Strolling down Broad Street, you can't miss it. Standing proud and adorned in the finest iron works, the John Rutledge House has stood the test of time--with a little help. During its two hundred and fifty-two year history, it has weathered two natural catastrophes, quenched a conflagration of a great magnitude, and evaded the destructive forces of political dissension. Inspired by love, it is now a prominent, 4 diamond rated bed and breakfast.

John Rutledge was a leading figure in the countries early years. He was a delegate to the South Carolina Assembly, the Stamp Act Congress, the Continental Congress, the U.S. Constitutional Convention, where he signed Constitution, and six years the Governor of South Carolina. He built the home on Broad Street in 1763. It was a wedding gift for his young bride Elizabeth Grimke, the daughter of Charleston lawyer Frederick Grimke. Elizabeth is known in the history books for having breakfast with George Washington when he was a guest at the Rutledge House while on a Presidential visit to Charleston in 1791.

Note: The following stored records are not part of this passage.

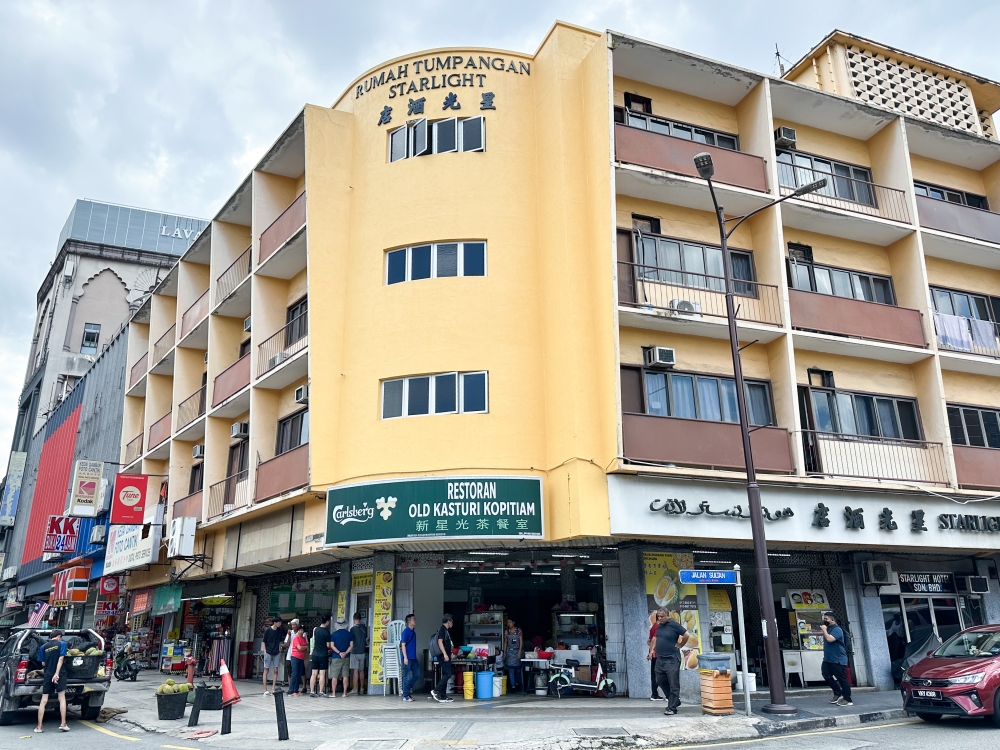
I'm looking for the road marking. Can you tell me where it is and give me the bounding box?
[652,720,920,750]
[80,719,139,742]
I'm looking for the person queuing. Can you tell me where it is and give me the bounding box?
[649,607,691,716]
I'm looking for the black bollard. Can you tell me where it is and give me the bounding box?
[188,683,205,727]
[274,688,288,741]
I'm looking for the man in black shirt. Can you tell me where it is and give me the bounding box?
[309,615,330,698]
[431,615,455,703]
[649,607,691,716]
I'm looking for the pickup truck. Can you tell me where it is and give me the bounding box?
[0,626,113,726]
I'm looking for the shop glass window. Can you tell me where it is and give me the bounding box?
[644,371,774,426]
[389,116,486,162]
[274,409,309,456]
[385,240,486,285]
[948,404,1000,448]
[80,323,101,354]
[382,372,489,419]
[913,182,990,211]
[778,151,875,206]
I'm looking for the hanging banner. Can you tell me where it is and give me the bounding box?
[42,516,80,553]
[111,474,149,525]
[69,459,104,518]
[0,451,28,526]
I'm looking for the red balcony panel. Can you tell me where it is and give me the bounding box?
[254,443,309,503]
[612,125,767,192]
[257,193,306,263]
[788,289,927,348]
[212,352,250,407]
[954,445,1000,489]
[622,414,793,474]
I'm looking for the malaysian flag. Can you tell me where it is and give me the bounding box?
[28,602,49,628]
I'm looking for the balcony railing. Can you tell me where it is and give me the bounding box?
[934,313,1000,358]
[128,352,149,388]
[257,312,309,378]
[149,411,171,450]
[212,352,250,408]
[917,195,1000,244]
[122,432,142,466]
[215,247,252,304]
[802,430,948,484]
[207,469,250,520]
[788,289,927,348]
[153,324,177,365]
[622,414,794,474]
[615,125,767,193]
[181,289,208,338]
[177,386,205,429]
[618,261,781,326]
[257,193,306,263]
[254,443,309,503]
[778,162,910,224]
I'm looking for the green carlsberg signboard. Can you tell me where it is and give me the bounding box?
[326,476,543,544]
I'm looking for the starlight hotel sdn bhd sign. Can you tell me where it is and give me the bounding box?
[326,476,544,545]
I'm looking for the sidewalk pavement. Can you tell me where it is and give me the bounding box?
[99,672,905,750]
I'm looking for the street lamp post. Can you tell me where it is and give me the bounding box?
[694,152,826,714]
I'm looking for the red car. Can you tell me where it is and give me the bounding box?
[900,625,1000,726]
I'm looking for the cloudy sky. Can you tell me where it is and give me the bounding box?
[0,0,1000,458]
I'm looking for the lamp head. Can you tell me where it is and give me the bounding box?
[792,177,826,195]
[694,151,715,180]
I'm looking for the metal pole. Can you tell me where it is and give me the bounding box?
[706,179,796,714]
[733,565,753,716]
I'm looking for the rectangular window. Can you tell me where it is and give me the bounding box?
[385,240,486,285]
[382,372,489,419]
[80,323,101,354]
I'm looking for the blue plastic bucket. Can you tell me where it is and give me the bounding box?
[476,670,493,701]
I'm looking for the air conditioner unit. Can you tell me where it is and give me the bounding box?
[774,125,795,148]
[642,346,677,367]
[955,576,990,594]
[90,526,108,544]
[864,560,894,586]
[670,299,701,318]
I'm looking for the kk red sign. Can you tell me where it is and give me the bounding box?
[42,516,80,552]
[111,474,149,526]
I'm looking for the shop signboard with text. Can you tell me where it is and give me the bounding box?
[326,476,544,545]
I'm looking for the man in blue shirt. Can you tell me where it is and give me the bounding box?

The house went through a renovation in 1853. A third floor was added at this time along with architectural enhancements, Italian marble fireplaces, parquet floors and the elaborate palmettos and eagles ironworks believed to be the work of famed nineteenth-century wrought iron manufacturer, artisan, and entrepreneur Christopher Werner.

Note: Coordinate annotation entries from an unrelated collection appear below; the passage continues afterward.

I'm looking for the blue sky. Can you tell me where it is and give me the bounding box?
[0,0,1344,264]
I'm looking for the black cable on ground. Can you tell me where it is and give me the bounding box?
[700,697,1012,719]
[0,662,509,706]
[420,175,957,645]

On Dec. 11, 1861, Charleston would experience a night of terror and disaster. It would be called the Great Fire of 1861 and it consumed much of the cities famed landmarks. With the flames literally at the home's doorstep, surprisingly, it escaped the conflagration, but the building next door was completely destroyed--St. Andrews Hall was the location where the Articles of Secession were drawn up. The house did take a hit from a Union cannon ball that put a hole in the upper right side on the front.

For more than a hundred years after the Civil War, it served as a residence, office, and a school. Eventually, its hallowed halls fell silent. It remained that way for several years. Then, in 1989, an effort to return it to its former glory with a major restoration was undertaken. When completed, the beautiful inlaid floors, decorative plaster work, and welcoming staircase that was inspired by love and presented as a gift were back in place along with an array of modern conveniences and ready for the next phase of its continuing history. It opened for business as the John Rutledge House Inn.

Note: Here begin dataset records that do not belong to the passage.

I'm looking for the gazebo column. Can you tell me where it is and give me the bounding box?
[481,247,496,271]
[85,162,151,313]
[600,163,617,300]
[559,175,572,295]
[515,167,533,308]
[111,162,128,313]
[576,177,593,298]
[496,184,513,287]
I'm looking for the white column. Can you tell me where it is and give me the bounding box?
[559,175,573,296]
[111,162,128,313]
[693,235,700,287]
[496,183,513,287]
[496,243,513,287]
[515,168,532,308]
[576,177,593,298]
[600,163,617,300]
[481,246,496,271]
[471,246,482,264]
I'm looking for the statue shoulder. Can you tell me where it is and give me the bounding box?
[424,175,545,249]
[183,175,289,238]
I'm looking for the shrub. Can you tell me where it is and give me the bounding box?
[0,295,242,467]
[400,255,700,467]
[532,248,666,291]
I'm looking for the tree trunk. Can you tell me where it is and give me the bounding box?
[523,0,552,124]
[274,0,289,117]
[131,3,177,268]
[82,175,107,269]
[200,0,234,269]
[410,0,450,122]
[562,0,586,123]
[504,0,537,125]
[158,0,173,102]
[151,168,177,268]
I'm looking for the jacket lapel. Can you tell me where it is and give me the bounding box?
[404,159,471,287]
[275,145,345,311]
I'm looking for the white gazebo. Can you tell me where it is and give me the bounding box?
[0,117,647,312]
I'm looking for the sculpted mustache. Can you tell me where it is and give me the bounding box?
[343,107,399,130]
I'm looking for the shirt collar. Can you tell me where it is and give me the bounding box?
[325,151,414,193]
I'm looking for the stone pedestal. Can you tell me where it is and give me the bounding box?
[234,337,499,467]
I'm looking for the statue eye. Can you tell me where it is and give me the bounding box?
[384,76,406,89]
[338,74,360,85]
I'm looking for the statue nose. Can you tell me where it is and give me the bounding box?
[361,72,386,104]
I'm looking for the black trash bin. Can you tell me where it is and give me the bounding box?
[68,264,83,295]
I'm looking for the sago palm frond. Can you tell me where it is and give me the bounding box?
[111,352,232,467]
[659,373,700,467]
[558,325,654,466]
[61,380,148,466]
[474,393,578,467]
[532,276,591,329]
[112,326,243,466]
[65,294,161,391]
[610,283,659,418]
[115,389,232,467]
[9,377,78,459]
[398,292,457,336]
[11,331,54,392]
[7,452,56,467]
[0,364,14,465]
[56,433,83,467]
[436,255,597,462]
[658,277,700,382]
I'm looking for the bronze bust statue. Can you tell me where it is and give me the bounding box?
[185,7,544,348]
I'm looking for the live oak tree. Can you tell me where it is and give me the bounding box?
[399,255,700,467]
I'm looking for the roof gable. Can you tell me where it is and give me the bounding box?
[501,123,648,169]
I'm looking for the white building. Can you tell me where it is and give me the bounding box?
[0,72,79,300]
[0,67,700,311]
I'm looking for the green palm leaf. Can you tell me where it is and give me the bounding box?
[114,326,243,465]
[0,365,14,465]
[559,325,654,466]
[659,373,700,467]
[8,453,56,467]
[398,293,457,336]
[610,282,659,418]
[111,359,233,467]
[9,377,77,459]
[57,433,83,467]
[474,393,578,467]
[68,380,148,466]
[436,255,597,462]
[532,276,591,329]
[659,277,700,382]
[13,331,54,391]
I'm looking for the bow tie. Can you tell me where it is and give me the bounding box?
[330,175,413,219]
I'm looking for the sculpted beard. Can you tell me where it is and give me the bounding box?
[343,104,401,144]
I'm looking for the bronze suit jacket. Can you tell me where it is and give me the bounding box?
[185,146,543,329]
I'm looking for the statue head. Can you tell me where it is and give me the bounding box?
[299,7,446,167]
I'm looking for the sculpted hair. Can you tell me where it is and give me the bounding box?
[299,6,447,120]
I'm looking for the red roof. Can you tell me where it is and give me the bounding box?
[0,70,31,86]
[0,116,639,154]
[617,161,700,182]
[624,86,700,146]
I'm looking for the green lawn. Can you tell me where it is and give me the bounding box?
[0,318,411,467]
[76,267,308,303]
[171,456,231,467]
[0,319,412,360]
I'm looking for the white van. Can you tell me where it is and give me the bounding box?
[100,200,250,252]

The Inn has 19 rooms and suites, all elegantly appointed with period pieces and reproduction furniture--some suites have 12 foot ceilings and whirlpools. Two secluded carriage houses are also available. For a view overlooking Broad Street, you can sit on its piazza, and for a more intimate setting, there is the private courtyard--both ideal places to enjoy the complimentary breakfast and afternoon teas offered by the Inn

The rates range from $260 for a Ground Floor suite to $445 for the Grand Suite with prices in-between depending on accommodation. The Inn is pet friendly.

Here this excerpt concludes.